Scotland’s new First Minister Humza Yousaf wanted to talk about just one thing in his first major speech to the Scottish Parliament on Tuesday, April 18: his “new start” for the Scottish nation, with three priorities for the next three years – more equality, more growth and better public services. But controversy quickly caught up with the 38-year-old leader, who has been head of the Scottish National Party (SNP) for less than a month, as his party, Scotland’s largest political force, is weathering a violent storm.
On Tuesday, shortly before Yousaf’s speech at Holyrood, police in Scotland confirmed the arrest of the party treasurer, Colin Beattie, as part of an investigation launched in 2021 into the SNP’s finances. He was released from police custody the same evening without being charged. Some £667,000 (€755,100) was collected by the party from donors, to fund the campaign for a second independence referendum in the wake of the failed one in 2014. (Scotland voted “yes” to remain in the United Kingdom by 55%) . Police received complaints suggesting the money had been used for another purpose.
Seizure of a camper van
This development is the latest in a long line of disturbing reports involving SNP members, who have until now been loyal to the party’s charismatic former leader, Nicola Sturgeon. In early April, Peter Murrell, the party’s chief executive and Sturgeon’s husband, was arrested by police and released the same evening. The couple’s home was searched for two days and a camper van was seized from Nicola Sturgeon’s mother-in-law’s home. It had been parked there since 2021 and belonged to the SNP. It has also emerged in recent weeks that Murrell had to lend up to €100,000 to the party, which appeared to have cash flow problems, and that he had failed to report the departure of a third of the SNP’s members.

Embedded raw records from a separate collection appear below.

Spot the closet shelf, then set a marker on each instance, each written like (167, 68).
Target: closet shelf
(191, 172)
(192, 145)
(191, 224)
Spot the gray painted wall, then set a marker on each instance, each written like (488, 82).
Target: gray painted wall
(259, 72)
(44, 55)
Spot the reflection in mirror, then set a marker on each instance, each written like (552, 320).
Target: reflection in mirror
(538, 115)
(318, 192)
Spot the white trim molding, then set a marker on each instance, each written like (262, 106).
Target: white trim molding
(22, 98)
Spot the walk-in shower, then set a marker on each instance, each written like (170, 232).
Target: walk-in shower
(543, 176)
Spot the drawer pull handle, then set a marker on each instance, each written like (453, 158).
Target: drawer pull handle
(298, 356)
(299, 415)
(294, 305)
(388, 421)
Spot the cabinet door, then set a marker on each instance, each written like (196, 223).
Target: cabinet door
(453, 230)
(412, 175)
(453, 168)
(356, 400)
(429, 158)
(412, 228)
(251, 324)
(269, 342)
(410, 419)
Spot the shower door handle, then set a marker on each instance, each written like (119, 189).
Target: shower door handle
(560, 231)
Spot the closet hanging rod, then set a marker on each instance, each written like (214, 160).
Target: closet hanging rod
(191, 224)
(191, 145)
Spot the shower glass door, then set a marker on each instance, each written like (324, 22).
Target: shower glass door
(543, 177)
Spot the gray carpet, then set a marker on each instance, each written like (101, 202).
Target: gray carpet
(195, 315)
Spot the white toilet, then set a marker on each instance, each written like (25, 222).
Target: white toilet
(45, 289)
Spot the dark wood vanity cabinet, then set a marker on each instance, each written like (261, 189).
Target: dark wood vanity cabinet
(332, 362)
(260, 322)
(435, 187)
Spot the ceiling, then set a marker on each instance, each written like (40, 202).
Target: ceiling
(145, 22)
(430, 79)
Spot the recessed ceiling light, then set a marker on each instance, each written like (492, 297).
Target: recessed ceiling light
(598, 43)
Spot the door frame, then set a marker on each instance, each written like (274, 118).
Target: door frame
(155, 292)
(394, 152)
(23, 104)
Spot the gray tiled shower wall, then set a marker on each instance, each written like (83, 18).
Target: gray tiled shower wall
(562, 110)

Yousaf said he was only made aware of some of these developments when he took over as SNP leader at the end of March, exacerbating the impression that the “Sturgeon system” is extremely centralized and opaque. “The camper van was bought by the SNP to run the campaign for the second referendum, thinking that it would start during the pandemic and make it easier for our officials to travel,” said Graham Campbell, a Glasgow city councilor and member of the party’s executive committee. “But the campaign didn’t start after all.”

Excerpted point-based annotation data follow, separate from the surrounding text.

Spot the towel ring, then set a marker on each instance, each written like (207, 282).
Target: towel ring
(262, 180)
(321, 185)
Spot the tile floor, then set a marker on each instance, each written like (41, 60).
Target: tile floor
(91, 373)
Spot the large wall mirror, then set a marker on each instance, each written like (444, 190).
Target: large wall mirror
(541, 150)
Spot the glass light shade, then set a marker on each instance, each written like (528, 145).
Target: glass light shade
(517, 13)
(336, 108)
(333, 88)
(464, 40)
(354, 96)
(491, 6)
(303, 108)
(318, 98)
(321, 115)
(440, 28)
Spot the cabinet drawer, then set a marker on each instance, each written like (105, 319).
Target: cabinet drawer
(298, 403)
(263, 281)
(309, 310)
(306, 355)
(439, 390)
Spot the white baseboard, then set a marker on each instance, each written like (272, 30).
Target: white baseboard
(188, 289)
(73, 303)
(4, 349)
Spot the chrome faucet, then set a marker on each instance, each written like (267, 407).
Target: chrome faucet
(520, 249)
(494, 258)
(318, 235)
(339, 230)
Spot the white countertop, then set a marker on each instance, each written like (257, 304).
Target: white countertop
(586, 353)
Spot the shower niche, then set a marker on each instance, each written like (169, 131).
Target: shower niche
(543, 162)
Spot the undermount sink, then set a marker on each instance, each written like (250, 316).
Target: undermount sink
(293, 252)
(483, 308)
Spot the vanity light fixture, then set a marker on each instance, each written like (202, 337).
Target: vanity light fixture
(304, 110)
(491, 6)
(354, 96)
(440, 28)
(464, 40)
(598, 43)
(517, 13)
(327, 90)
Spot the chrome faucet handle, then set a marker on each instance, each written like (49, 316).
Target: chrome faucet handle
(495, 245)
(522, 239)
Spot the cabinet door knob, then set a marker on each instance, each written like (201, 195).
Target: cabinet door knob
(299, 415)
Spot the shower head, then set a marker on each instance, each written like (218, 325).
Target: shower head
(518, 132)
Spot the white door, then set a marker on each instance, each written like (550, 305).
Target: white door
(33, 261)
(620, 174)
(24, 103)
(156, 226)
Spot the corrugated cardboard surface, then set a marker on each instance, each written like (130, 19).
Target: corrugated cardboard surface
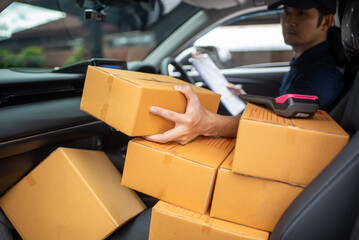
(284, 149)
(179, 174)
(73, 194)
(250, 201)
(122, 99)
(171, 222)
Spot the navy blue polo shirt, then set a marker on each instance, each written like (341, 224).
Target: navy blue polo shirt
(314, 73)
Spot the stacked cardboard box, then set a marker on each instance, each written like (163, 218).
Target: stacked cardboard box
(73, 194)
(249, 200)
(172, 222)
(290, 150)
(122, 99)
(179, 174)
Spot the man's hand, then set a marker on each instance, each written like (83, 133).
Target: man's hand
(194, 122)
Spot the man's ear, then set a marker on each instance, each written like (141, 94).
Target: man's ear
(327, 22)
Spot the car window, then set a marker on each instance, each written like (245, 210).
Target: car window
(247, 40)
(56, 33)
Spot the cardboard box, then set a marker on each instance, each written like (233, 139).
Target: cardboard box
(172, 222)
(179, 174)
(122, 99)
(250, 201)
(72, 194)
(291, 150)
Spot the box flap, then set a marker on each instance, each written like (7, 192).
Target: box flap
(93, 166)
(148, 80)
(206, 221)
(209, 151)
(227, 164)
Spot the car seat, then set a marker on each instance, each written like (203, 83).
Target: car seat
(328, 207)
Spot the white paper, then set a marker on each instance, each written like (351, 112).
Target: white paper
(217, 83)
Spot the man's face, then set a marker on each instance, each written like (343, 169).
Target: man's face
(300, 27)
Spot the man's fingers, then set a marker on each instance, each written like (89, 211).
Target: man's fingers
(188, 92)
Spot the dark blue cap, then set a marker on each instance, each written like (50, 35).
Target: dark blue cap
(329, 5)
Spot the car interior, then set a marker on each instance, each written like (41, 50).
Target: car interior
(39, 112)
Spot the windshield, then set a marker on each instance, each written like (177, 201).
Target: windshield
(56, 33)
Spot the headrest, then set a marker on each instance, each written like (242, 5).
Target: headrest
(335, 45)
(350, 31)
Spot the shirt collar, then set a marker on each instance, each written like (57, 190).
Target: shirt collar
(312, 54)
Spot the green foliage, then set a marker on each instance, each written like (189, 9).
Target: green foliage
(76, 57)
(29, 57)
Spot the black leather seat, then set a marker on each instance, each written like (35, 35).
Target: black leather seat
(328, 208)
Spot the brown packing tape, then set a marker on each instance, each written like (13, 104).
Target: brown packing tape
(129, 80)
(105, 106)
(289, 149)
(30, 180)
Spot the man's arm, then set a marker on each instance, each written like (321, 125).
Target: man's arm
(196, 121)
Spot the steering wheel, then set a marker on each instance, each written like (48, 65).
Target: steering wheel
(170, 61)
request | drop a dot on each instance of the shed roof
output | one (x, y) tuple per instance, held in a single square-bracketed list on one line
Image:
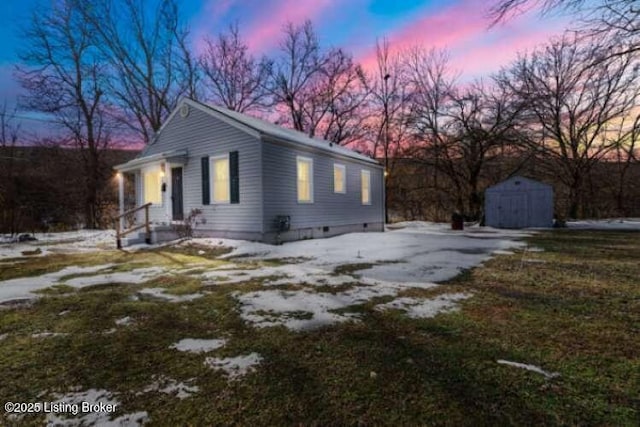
[(531, 183)]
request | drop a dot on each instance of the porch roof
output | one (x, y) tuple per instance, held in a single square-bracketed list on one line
[(173, 156)]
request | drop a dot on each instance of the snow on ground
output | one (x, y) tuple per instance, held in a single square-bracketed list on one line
[(414, 255), (124, 321), (421, 308), (67, 242), (234, 367), (161, 293), (194, 345), (48, 334), (527, 367), (304, 309), (619, 224), (94, 417), (420, 253), (23, 288), (138, 275), (168, 385)]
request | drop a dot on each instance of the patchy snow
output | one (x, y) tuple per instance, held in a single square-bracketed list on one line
[(194, 345), (91, 418), (532, 368), (304, 309), (170, 386), (618, 224), (235, 367), (135, 276), (125, 321), (421, 308), (24, 287), (67, 242), (503, 252), (48, 334), (414, 255), (423, 252), (161, 293)]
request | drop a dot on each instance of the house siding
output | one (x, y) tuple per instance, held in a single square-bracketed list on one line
[(340, 212), (203, 135)]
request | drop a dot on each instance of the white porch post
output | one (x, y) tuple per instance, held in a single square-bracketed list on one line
[(121, 198)]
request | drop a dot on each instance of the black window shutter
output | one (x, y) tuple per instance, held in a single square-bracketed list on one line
[(235, 177), (204, 162)]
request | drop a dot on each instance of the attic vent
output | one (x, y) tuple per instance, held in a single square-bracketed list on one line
[(184, 110)]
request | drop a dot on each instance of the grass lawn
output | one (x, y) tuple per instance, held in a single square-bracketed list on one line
[(573, 308)]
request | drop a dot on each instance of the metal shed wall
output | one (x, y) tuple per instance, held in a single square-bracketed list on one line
[(519, 202)]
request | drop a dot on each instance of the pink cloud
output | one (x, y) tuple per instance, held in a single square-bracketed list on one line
[(265, 32), (447, 28), (212, 13), (464, 30), (487, 57)]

No SNP official has yet been charged. But the suspicions are damaging the image of the party, which had built a reputation for integrity, in contrast to the “corruption” of the British Conservative government. “The worst thing is that this toxic climate is likely to last for months, as long as the police investigation has not closed. Even longer if a judicial inquiry is opened,” said Andrew Tickell, a law professor at Glasgow’s Caledonian University and a respected commentator on Scottish politics.